Удар мне ставил весёлый, совсем непохожий на матёрого кровопускателя, седой майор в учебном центре под Москвой. С шутками-прибаутками он долго со мной возился, ни разу не используя деревянные муляжи клинков, а сами удары отрабатывались на хитрых манекенах. Ощущения от работы с ними, почти не отличались по ощущениям от тех, как если бы клинок вонзался в человеческое тело. Был потом и более жёсткий практикум, но об этом не хочется вспоминать, хотя стыдиться и не чего…

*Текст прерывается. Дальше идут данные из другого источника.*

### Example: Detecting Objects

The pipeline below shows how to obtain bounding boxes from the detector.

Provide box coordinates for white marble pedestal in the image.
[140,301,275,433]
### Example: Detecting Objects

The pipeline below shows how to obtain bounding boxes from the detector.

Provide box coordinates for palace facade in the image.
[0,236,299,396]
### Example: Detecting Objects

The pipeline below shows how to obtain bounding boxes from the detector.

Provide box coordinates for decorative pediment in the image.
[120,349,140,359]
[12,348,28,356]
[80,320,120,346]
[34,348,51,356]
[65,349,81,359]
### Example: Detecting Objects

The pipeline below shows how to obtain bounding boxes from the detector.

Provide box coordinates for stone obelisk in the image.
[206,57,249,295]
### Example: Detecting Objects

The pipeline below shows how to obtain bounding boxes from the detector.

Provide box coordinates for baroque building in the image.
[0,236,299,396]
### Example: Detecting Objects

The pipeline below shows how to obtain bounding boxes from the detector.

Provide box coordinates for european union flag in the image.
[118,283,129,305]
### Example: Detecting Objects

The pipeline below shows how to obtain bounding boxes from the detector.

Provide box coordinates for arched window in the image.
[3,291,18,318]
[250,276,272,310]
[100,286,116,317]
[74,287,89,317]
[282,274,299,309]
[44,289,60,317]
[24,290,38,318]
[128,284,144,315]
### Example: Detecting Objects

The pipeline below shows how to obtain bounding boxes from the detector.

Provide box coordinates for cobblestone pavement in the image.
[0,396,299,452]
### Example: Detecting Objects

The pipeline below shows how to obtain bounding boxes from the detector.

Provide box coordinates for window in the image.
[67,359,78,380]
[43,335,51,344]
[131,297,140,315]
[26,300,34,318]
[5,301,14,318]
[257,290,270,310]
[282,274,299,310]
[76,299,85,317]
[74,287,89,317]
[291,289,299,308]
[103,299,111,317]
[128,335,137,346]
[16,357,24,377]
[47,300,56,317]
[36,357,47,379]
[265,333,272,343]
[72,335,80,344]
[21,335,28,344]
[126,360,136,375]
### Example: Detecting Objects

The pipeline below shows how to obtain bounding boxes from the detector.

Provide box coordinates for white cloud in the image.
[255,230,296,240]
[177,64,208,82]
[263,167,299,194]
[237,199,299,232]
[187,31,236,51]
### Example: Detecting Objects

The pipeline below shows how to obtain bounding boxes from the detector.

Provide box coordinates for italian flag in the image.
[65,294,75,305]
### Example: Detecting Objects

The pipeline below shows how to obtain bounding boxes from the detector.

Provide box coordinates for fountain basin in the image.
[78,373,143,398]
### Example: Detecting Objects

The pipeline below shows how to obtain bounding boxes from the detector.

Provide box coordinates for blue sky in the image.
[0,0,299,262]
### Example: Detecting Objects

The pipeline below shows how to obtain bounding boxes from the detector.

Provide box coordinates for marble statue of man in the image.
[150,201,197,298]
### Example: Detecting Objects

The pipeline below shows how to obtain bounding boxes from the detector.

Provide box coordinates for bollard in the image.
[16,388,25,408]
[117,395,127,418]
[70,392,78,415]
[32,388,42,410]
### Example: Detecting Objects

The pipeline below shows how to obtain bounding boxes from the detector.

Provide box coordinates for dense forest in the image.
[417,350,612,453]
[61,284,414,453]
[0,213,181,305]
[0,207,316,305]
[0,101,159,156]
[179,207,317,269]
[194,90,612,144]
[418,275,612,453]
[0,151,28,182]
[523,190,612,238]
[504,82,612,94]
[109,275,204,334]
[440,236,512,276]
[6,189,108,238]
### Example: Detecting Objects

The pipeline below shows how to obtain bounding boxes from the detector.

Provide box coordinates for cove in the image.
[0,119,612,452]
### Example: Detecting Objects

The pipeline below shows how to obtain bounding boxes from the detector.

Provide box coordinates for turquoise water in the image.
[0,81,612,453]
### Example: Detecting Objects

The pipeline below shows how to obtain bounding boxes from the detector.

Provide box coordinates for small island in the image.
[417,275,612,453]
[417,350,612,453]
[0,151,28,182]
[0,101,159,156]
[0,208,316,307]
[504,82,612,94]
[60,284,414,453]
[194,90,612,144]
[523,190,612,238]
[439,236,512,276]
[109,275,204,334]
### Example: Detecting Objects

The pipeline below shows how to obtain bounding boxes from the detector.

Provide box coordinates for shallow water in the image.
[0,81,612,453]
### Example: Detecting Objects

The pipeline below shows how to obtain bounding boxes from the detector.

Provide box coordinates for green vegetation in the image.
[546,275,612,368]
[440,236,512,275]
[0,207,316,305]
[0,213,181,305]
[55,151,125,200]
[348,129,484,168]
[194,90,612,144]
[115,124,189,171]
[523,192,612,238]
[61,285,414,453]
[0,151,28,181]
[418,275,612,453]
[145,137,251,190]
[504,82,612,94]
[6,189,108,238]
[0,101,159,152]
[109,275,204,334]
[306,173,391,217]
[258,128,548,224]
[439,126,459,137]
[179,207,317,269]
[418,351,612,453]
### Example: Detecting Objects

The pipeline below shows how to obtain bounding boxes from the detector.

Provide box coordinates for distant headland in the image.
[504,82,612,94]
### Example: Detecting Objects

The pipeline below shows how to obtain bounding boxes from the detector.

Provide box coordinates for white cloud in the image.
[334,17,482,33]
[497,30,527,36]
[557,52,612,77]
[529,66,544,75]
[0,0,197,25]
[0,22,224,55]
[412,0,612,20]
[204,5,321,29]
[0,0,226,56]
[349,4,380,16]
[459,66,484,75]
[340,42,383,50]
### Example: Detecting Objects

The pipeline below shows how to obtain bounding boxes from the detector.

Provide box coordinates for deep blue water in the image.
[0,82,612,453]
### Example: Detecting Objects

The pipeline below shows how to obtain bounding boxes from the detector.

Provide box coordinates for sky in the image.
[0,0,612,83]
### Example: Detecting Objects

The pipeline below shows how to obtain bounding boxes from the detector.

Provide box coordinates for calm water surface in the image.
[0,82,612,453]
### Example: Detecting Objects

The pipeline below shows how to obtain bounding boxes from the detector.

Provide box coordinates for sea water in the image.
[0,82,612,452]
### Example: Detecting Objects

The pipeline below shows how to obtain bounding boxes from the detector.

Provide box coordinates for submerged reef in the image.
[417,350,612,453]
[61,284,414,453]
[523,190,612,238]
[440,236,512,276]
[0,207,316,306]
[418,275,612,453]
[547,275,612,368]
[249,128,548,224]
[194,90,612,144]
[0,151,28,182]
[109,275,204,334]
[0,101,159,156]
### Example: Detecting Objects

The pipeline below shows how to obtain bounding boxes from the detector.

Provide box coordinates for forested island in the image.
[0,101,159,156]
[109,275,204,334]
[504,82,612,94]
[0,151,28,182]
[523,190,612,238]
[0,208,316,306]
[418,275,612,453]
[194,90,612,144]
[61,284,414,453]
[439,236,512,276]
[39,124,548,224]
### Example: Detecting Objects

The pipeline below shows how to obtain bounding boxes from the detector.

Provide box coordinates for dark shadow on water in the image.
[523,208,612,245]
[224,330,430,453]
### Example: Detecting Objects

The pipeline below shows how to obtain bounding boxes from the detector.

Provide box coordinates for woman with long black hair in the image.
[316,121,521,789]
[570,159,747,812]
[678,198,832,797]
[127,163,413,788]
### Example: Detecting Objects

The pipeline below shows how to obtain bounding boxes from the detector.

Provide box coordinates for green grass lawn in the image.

Потом всё было очень просто: трупы раздели и сбросили в небольшую скальную расщелину: в тех местах пещеры иногда попадаются почти на ровном месте. Заросшие всякой вьющейся мерзостью, эти каверны в земле, представляют для человека не меньшую угрозу, чем небольшая яма-ловушка с заострёнными деревянными колышками смазанными жиром какой-то местной разновидности землеройки, или просто растяжками и хитро развешенными по деревьям противопехотными минами. Амеры очень хорошо выучили эту науку во время вьетнамской войны и довольно успешно применяли полученный опыт на практике. Теперь они, все шестеро, стали кормом для десятка-другого падальщиков и мириадов мелких насекомых и неизвестно ещё, что хуже: хищников можно и отпугнуть, но вот жуки пожирают даже живого человека стоит ему только чуть пораниться и на минуту задержаться на одном месте.



В сельве от трупов очень скоро уже ничего не останется: двое суток и даже кости зверьё растащит по норам. Так здесь исчезает очень много народу; местный лес напоминает мне огромный зелёный океан, не затихающий ни на минуту в бесконечном танце жизни. Тут постоянно идёт война, все воюют против всех и люди с их передышками на сон и просто праздный отдых, кажутся жалкими, слепыми и глухими кусками мяса. Сельва просто терпит их присутствие какое-то время, забавляется, глядя на их страдания и суетливую беготню, которую мы, люди, зовём войной и в конечном итоге всё равно берёт своё, поглощая людей без остатка, не оставляя на зелёной поверхности ни малейшего следа…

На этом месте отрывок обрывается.